Stop Using char in Java. And Code Points.

.jpg

As I am editing the 13th edition of Core Java, I realize that I need to tone down the coverage of Unicode code points. I used to recommend that readers avoid char and use code points instead, but I came to realize that with modern Unicode, code points are problematic too. Just use String.

The Best of Times, The Worst of Times

Transport yourself back in time to October 1991. Unicode 1.0.0 saw the light of day, and a bright day it was. With 7,129 characters and ample space in its 2-byte reservoir for the characters of all languages, past, present, or future. No more incompatible code pages for European languages, no more multi-byte encodings of Asian languages!

Unicode was an instant success. Operating systems and programming languages eagerly embraced it. In 1996, the Java 1.0 language specification confidently stated:

The integral types are byte, short, int, and long, whose values are 8-bit, 16-bit, 32-bit and 64-bit signed two's-complement integers, respectively, and char, whose values are 16-bit unsigned integers representing Unicode characters.

This happy state of affairs lasted almost ten years, until March 2001. Only five years for Java, though. When Unicode 3.1 was released, it broke through the 16-bit barrier and clocked in at 94,140 code points, due to the addition of many Chinese/Japanese/Korean ideographs. You would have thought they could have counted them ten years earlier...

👋 to fixed-width encoding. Unicode characters, now in the “basic multilingual plane” and 16 “astral planes”, can be encoded with UTF-8, a multi-byte encoding that requires one byte for classic ASCII, four bytes for astral characters (such as the waving hand sign), and two or three bytes for those in between. Over 98% of web pages are encoded with UTF-8. JEP 400 says that UTF-8 should be the default file encoding for Java version 18 and above.

That's cold comfort for the Java VM (and Windows, which also embraced 16-bit characters). Having bought into the 16-bit char world, they have to resort to the icky UTF-16 encoding that uses one 16-bit value for the characters in the basic multilingual plane and two 16-bit values for the astral characters, taking advantage of a small window of “surrogate” characters that could be pressed into service for those astral planes.

var wavingHandSign = "👋";
wavingHandSign.length() // 2
wavingHandSign.substring(0, 1) // A malformed string with one surrogate character

The result: the worst of all worlds. An encoding that is both bulky and variable-width.

As an aside, this is unrelated to the internal storage of strings in the JVM. JEP 254 specifies compact strings, where the JVM stores strings with no code point ≥ 256 in a byte array and all others as a char array. In principle, the JVM is free to choose any internal implementation, such as UTF-8. But for backward compatibility, any method that takes a UTF-16 based index (such as charAt or substring) needs to find the index in constant time. That limits the choices.
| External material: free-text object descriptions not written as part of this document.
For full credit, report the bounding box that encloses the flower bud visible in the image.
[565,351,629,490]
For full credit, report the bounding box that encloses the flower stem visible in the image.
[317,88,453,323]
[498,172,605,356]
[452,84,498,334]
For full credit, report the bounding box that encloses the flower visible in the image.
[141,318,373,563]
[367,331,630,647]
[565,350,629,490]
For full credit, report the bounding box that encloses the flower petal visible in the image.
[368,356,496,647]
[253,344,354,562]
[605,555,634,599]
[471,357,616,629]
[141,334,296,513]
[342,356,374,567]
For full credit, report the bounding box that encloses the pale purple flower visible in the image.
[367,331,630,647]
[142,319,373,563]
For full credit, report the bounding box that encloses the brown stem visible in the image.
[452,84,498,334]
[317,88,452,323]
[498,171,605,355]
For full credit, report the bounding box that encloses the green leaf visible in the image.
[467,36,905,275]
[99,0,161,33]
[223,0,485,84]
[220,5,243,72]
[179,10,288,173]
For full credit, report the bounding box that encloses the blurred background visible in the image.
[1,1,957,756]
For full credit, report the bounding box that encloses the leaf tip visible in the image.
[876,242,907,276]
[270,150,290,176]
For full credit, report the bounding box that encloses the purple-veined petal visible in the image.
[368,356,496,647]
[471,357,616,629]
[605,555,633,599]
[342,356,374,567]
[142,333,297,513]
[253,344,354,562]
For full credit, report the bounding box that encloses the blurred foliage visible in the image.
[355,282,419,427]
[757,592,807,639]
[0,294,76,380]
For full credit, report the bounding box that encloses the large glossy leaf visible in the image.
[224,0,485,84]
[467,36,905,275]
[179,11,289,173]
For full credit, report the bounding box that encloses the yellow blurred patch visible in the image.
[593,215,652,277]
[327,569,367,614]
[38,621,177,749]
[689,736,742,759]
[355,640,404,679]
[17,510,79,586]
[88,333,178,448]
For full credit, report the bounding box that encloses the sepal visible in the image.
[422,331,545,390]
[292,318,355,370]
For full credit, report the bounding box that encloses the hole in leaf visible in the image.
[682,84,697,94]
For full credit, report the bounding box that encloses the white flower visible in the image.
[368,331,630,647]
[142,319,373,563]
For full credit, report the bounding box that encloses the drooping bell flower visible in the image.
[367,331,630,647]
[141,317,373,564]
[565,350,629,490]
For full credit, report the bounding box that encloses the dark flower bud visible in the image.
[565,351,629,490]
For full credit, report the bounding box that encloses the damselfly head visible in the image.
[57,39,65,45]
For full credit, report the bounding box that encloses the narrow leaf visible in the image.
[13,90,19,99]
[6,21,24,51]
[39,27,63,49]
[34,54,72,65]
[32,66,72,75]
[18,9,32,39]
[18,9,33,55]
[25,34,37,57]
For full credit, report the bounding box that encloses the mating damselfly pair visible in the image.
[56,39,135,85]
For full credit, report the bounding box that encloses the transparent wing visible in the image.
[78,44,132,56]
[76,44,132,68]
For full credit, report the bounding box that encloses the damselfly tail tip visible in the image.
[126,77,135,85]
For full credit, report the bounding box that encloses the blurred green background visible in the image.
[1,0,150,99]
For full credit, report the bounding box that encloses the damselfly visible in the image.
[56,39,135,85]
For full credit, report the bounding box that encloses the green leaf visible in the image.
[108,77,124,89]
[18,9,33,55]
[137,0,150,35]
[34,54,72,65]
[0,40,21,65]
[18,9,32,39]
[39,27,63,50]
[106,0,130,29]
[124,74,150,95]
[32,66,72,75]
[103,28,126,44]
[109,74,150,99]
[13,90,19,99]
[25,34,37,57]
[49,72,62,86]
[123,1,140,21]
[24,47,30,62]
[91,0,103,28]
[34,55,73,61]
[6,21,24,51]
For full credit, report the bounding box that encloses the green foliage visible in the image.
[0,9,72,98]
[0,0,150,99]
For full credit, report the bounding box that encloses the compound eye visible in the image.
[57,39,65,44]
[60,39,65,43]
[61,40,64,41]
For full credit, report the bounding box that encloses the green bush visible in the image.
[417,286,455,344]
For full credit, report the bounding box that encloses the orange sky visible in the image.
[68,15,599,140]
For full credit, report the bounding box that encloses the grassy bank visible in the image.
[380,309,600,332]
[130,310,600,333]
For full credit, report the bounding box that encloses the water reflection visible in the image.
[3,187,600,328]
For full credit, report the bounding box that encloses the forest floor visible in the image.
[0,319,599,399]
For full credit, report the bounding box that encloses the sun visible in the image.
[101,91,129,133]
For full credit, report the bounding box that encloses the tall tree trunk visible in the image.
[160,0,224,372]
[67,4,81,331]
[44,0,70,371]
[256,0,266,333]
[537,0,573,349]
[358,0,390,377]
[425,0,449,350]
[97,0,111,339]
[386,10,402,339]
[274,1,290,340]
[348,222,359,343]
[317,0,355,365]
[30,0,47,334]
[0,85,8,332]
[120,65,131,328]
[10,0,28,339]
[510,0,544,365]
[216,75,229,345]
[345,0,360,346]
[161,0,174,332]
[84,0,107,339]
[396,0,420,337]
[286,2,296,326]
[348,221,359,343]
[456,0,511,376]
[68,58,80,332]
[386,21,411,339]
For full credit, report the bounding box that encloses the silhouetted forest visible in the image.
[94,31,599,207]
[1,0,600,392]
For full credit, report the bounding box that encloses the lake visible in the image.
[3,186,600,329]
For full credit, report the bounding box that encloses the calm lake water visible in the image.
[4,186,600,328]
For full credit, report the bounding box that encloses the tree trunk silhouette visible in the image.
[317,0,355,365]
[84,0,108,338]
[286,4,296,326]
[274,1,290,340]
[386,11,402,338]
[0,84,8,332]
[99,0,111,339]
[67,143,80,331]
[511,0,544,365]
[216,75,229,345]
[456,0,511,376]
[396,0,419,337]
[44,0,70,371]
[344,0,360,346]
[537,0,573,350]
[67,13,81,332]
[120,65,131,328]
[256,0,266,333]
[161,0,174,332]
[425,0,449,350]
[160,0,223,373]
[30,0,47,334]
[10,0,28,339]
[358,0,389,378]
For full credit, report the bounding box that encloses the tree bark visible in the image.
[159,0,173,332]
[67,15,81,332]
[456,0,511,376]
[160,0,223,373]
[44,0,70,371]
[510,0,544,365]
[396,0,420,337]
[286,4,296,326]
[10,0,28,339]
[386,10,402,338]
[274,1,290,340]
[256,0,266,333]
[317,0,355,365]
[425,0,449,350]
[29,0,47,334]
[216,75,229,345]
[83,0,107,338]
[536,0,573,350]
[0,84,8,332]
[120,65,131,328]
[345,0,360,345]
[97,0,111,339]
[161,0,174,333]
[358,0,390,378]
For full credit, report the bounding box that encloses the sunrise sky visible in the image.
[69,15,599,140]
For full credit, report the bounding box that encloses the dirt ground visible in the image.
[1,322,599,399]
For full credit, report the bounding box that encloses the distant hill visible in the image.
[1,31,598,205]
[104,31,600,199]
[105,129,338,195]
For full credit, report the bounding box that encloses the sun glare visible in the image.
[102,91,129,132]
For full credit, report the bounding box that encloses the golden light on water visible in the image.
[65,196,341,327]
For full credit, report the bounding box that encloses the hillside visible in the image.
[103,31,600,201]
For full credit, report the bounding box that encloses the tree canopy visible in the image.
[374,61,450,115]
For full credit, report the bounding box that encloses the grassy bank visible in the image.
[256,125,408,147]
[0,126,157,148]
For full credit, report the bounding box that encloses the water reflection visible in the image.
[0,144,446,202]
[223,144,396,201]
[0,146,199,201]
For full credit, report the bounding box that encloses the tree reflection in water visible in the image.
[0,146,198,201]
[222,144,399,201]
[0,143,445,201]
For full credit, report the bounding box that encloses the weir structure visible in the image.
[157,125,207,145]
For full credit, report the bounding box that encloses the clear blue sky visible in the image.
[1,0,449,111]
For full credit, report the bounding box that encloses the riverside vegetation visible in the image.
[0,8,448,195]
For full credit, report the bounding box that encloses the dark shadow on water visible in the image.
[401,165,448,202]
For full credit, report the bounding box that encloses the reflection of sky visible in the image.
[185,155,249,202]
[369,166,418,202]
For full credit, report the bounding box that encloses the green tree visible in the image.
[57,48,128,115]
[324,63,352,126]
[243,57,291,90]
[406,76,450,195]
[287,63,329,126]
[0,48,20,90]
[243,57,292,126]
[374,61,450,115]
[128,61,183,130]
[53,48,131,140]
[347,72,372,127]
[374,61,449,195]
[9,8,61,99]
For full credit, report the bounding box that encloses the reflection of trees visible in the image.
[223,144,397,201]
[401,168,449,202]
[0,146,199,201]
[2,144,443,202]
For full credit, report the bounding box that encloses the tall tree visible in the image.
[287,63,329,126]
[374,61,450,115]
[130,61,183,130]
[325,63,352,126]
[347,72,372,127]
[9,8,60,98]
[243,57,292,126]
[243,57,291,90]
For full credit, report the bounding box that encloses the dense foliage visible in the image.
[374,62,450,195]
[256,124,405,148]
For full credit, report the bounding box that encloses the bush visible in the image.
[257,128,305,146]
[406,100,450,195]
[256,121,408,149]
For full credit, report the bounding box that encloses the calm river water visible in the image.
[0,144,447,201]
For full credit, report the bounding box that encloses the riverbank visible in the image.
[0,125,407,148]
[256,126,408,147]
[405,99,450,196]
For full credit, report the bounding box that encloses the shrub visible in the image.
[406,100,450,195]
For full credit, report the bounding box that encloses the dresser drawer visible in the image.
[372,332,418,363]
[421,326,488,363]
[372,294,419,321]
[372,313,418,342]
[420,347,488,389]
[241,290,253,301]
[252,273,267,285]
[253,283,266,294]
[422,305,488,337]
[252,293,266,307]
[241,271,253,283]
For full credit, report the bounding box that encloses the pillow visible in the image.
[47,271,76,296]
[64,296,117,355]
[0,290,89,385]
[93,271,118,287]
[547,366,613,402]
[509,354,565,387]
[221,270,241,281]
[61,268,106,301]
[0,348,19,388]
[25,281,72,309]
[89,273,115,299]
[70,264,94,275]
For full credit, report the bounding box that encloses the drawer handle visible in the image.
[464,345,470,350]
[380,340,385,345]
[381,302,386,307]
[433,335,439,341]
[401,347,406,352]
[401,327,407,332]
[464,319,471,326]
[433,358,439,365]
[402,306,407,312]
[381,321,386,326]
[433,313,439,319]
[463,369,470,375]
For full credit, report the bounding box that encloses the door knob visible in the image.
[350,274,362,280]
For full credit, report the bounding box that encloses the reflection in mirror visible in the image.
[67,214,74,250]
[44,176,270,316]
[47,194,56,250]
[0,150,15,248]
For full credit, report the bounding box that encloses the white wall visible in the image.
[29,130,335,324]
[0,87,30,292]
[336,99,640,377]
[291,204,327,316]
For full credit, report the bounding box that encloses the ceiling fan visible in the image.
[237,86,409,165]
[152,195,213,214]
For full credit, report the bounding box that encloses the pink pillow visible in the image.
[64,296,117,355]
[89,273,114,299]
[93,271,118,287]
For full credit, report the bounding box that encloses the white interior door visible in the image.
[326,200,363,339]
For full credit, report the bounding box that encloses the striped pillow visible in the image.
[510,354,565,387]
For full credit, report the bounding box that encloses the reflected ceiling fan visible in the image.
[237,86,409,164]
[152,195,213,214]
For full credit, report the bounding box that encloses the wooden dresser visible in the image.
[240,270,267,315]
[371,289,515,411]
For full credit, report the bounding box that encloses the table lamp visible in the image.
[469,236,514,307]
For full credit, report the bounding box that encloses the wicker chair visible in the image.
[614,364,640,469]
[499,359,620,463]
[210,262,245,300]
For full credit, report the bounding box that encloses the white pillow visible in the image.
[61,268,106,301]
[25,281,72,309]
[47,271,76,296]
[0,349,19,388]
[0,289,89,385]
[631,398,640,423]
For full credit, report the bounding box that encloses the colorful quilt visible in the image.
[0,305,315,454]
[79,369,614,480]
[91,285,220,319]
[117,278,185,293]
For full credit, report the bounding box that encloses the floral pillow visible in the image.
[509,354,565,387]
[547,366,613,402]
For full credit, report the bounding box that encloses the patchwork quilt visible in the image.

And as an aside to the aside: Check out this race condition that Wouter Coekaerts found in the String(char[]) constructor as a result of this optimization.

The Java API for Code Points

In the Core Java book, starting with Java 5, I started telling readers not to use char but use code points instead. Some reviewers were unhappy and felt that one shouldn't make such a big deal out of the complexities that surely affected only a few exotic languages. Perhaps they were sensitive because it put the Java API in a bad light? Here are the highlights of the API support for code points.

The total number of code points is

int length = str.codePointCount(0, str.length());

Due to the variable length coding, you cannot get the nth code point in constant time, like you can with charAt. No method is supplied for that, probably so that programmers don't misuse it. You need to use index values in the UTF-16 encoding (which you might get from a call to indexOf).

To get the code point at index i, call

int cp = str.codePointAt(i);

Of course, i should be the starting index of a code point. (If not, you get the second half of the UTF-16 encoding.) You know there is a code point at 0. And you can find out the number of char of a code point:

int count = Character.charCount(cp) // 1 or 2;

This loop extracts the code points sequentially:

int i = 0;
while (i < s.length()) {
   int cp = sentence.codePointAt(i);
   i += Character.charCount(cp);
   process(cp);
}

That's pretty tedious. Alternatively, since Java 9, you can use the codePoints method that yields a stream of int values, one for each code point. If you like, you can turn the stream into an array like this:

int[] codePoints = s.codePoints().toArray();

Voilà, constant time random access for code points.

Grapheme Clusters

Now code points are no longer what they used to be. Manish Goregaokar argues here that we should stop ascribing meaning to a single code point.

Some languages, such as Hindi, have letters are made from smaller building blocks in Unicode. There is an ever-increasing number of compositions such gender and skin tone modifiers, flag emoji and ad-hoc choices (such as bird + fire = phoenix). A sequence of code points that produces a single perceived shape is called a grapheme cluster.

Consider the 🇮🇹 flag. You perceive a single symbol: the flag of Italy. However, this symbol is composed of two Unicode code points: U+1F1EE (regional indicator symbol letter I) and U+1F1F9 (regional indicator symbol letter T). About 250 flags can be formed with these regional indicators. The pirate flag 🏴‍☠️, on the other hand, is composed of U+1F3F4 (waving black flag), U+200D (zero width joiner), U+2620 (skull and crossbones), and U+FE0F (variation selector-16). In Java, you need four char values to represent the first flag, five for the second.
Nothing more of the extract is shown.